筋トレ系Vtuberとの1日 3
夕方4時。
僕は学校から帰り、いつも通りに家事をこなしていた。掃除をして、洗濯をしてから夕飯の買い物に出かけた。
食材を買ってから家に帰るころには、日が沈み始めていた。
「ただいまー。」
せりが帰っているかと思い、声を掛けてみる。けれども、反応がない。どうやら、帰っていないみたいだ。キッチンで、冷蔵庫に食材をしまい、一度ソファに座る。スマホを開くとせりからメッセージがきていた。
『7時には帰るよー!』
短いメッセージと猫のスタンプが送られてきている。
『りょーかい。
ごはん作って待ってるよ。』
『ありかとう!』
また猫のスタンプが送られてきた。今度は、両足をあげて喜んでいる様子のものだ。
「たっだいまー!!」
玄関から、大きな声が聞こえる。

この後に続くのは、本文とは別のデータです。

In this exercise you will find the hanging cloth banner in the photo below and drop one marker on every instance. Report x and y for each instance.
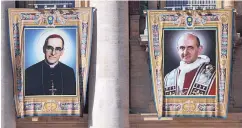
(50, 52)
(190, 58)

中学生のような陽気さだが、これで僕より歳上なのだ。そんなところもかわいいと思うのだけど。
「おかえりー。」
「ごはんなにー?」
「唐揚げだよー。」
「わーい!荷物置いたらすぐ行くねー!」
ドタバタと階段を上がる。僕は、その音を聞いてから唐揚げを揚げ始める。大体、せりは部屋にあがってから15分くらいでリビングに来る。多分、ちょうどよく揚がるだろう。
「ごちそうさまー!今日も美味しかったよぅ。」
「ありがとー。」
せりは毎日、食事を美味しいと言ってくれる。それが嬉恥ずかしい。にやけそうになる顔を必死にこらえる。
「いやぁ、実家出てここに来てよかったぁー。」
「それなら、良かったよ。僕も、せりが家に来てから楽しいし。」
「……えっ。あっ。そうなの~。」
せりが少し頬を赤らめたが、すぐに意地悪そうな顔をして言う。
「……うん。楽しいよ。」
「そっかー。たっちゃんも私との同棲を楽しんでくれてたんだー。えへへ。」
「……!?同棲って!そうだけど、そういう意味じゃ……。」
――僕は、なんて、恥ずかしいことを言ったんだ。
僕の顔が真っ赤になる。
「あはは。顔真っ赤~。じゃあ、配信するから地下いるねー。」
キャッキャと笑いながらせりは地下に向かった。
それを見送ると、僕は食器洗いを始めた。いつもは冷たすぎる水も、今日はやけに心地よく感じた。